Thursday, July 11, 2019 - 10:22

Merike Kaeo's keynote "Waking Up the Guards" at the FIRST 2019 conference (recording now available on YouTube) highlighted how attacks on the internet core no longer target a single service (naming, routing, signing) but move between these to achieve their hostile result. Defenders, too, need to consider the consequences of their implementation choices as a whole, to reduce to opportunities for bad things to happen "in the seams" of the Internet. Thus, for example, an attack on DNS that started by exploiting weaknesses in BGP routing needs to be mitigated through a combination of prefix filtering, Resource Public Key Infrastructure (RPKI) and DNS Security (DNSSec). Those may well be managed by different parts of the organisation, or even different organisations, which need to work together to ensure the individual tools are effective in combination. Default settings – which are often selected for ease of debate, rather than overall security – may not be the best choice.

Key building blocks to all these systems are hard-to-impersonate identity, integrity, confidentiality and audit but, again, their interactions need to be understood. Ensure they do actually complement one another, rather than introducing single points of failure. Encryption, in particular, needs to be deployed with care: over-use may add little to confidentiality, but severely limit auditability. If an operator cannot detect when their infrastructure has been compromised then there's little benefit in passing on confidential communications to an unknown and probably hostile destination. Identity typically depends on some kind of credentials, but the security aspects of their whole lifecycle – generation, distribution, storage, recovery, delegation/transfer, revocation and destruction – need to be understood to avoid introducing weakness.

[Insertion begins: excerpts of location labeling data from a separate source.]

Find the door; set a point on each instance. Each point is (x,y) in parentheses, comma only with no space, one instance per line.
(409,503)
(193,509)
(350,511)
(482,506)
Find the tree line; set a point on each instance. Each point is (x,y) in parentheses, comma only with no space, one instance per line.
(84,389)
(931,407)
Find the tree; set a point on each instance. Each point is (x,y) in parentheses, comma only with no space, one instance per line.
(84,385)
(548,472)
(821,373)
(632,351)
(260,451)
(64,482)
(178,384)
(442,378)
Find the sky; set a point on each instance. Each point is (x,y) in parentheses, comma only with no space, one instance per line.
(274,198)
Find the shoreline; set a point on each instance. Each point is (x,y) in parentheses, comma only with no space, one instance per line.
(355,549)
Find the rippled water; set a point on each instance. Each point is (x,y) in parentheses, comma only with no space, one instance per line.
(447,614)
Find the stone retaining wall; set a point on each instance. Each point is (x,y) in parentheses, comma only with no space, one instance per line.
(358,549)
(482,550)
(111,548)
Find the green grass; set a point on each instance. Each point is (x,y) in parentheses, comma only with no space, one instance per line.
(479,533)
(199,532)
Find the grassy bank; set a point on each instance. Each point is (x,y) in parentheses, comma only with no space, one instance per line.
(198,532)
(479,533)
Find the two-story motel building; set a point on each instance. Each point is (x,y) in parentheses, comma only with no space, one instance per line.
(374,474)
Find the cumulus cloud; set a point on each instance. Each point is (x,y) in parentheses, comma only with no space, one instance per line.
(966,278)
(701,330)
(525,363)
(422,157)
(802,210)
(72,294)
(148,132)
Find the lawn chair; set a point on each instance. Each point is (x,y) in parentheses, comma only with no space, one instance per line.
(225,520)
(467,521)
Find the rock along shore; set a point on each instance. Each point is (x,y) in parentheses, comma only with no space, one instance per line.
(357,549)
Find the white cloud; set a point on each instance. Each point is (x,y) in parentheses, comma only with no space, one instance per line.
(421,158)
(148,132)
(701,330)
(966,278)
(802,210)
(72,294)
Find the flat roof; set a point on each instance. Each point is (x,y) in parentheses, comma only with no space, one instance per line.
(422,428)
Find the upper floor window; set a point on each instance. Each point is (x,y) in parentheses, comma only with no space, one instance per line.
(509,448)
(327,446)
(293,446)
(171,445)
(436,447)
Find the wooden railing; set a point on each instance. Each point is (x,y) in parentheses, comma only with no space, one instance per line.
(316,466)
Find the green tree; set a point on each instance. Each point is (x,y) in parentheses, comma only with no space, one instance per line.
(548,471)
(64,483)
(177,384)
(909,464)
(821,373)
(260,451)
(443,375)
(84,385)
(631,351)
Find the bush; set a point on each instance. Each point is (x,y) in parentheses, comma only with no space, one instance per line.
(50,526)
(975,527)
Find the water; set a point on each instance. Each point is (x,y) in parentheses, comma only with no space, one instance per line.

Finally, although Merike limited this point to communications with managers, it seems to me that it may be more widely valuable. Don't talk in acronyms, as I have here (!), say what a protocol or service actually does. Even for technical people, once in a while talking about "ensuring authoritative answers come from the expected place" might highlight mismatched assumptions that would be hidden by simply repeating "DNSSec".